Cleary is investing in two separate tracks of professional development for staffers. One, the technical track, allows staffers to upgrade skills in areas including technology, project management, finance and human resources, so that they can advance in their careers. Employees are supported in their efforts to go outside the firm and gain advanced degrees or certifications to fuel their forward motion. The other, the management track, recognizes that professional staff are being asked to manage at more senior levels than in the past, as senior lawyers devote more attention to practicing law.

Winston & Strawn has similarly collapsed some distinctions in professional development between staff and lawyers. Its new staff curriculum shares the same three core competencies that are also a priority for the firm’s lawyers, even if the performance factors evaluated by the firm differ. And for the first time, senior leadership on the professional staff side is taking part in an intensive management conference focused on skill development.

“To stay competitive for the best people, we have to offer a deep and comprehensive curriculum so that people can get better at what they do and also add qualifications to move to the next level,” Manch says.

The walls are crumbling in other areas, too. It used to be that firmwide events welcoming summer associates were for lawyers only; now, those doors have been opened to staff. At many firms, affinity groups aimed at improving the experience of diverse attorneys were initially conceived for lawyers. Last fall, Reed Smith announced it was relabeling its version as “business inclusion groups” and opening them to all employees. When Dechert in October revamped its parental leave policy, doing away with the distinction between primary and secondary caregivers, it applied the change to staffers as well as associates. And as mandatory arbitration agreements are increasingly proving toxic to incoming ­associates, Kirkland & Ellis and Sidley Austin have garnered headlines for putting an end to the practice for staff as well.

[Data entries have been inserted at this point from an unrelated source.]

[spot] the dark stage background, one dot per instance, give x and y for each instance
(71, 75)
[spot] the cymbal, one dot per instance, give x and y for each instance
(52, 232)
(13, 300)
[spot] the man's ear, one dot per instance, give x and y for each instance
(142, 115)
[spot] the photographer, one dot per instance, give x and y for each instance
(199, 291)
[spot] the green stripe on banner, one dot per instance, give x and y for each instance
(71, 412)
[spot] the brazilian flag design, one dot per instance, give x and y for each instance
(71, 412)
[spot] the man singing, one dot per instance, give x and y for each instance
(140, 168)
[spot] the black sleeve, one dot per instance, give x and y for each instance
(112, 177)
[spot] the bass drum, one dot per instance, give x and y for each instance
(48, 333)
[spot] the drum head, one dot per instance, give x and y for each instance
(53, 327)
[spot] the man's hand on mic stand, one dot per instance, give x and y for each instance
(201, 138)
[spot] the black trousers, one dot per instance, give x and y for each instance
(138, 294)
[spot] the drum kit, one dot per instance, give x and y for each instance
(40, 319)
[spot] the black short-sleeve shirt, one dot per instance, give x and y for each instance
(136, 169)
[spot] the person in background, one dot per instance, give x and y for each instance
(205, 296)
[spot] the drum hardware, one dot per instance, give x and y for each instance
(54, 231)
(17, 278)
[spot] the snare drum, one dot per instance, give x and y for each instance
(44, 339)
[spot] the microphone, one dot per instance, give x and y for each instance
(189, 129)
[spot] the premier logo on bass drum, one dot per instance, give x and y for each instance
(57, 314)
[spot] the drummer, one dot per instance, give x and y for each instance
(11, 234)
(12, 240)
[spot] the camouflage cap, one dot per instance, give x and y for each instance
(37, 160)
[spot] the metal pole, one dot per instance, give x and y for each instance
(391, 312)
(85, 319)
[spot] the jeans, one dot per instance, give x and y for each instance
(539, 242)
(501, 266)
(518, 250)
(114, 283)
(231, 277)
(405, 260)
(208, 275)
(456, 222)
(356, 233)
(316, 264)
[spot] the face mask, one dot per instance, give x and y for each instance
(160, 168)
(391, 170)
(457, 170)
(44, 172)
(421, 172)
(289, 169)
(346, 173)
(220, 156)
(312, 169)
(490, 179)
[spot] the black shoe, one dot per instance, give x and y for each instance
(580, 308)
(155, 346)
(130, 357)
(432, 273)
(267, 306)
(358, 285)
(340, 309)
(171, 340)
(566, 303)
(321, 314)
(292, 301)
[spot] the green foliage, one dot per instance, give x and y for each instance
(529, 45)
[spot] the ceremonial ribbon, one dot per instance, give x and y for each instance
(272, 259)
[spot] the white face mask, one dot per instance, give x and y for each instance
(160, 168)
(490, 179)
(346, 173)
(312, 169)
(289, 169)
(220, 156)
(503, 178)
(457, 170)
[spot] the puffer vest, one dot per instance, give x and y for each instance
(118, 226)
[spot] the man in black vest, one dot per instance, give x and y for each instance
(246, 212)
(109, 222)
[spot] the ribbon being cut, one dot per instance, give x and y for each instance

Staffers are also being included as firms take steps to combat what some are calling a mental health crisis in the industry. As part of its 2019 “year of mental health,” Winston & Strawn is holding monthly activities for both lawyers and staff addressing topics like stress management, healthy eating and coping with the challenges that come from working in a high-pressure environment. It has trained more than 20 key staff leaders in mental health first aid. Cleary has embraced the Sibly mental health app for its attorneys and staff and brings in nutrition counselors and health care providers.

“We want to help keep physical and mental health on people’s radar. It’s a real important part of running a successful firm,” Pomerance says. “There’s a correlation between a healthy workforce and a productive workforce.”

Jamy Sullivan, executive director of staffing firm Robert Half Legal, has observed a slew of other perks, both in law firms and corporate legal departments: on-site amenities like fitness facilities and child care, greater telecommuting and compressed work weeks that allow for four 10-hour days, and paid leave for volunteer activities. And firms are likely just scratching the surface. With staffers becoming more crucial to firms’ operations, competition for top performers will intensify.

“You’re going to see organizations be forward-thinking and thought-provoking, not only to attract talent but also to keep talent,” she says.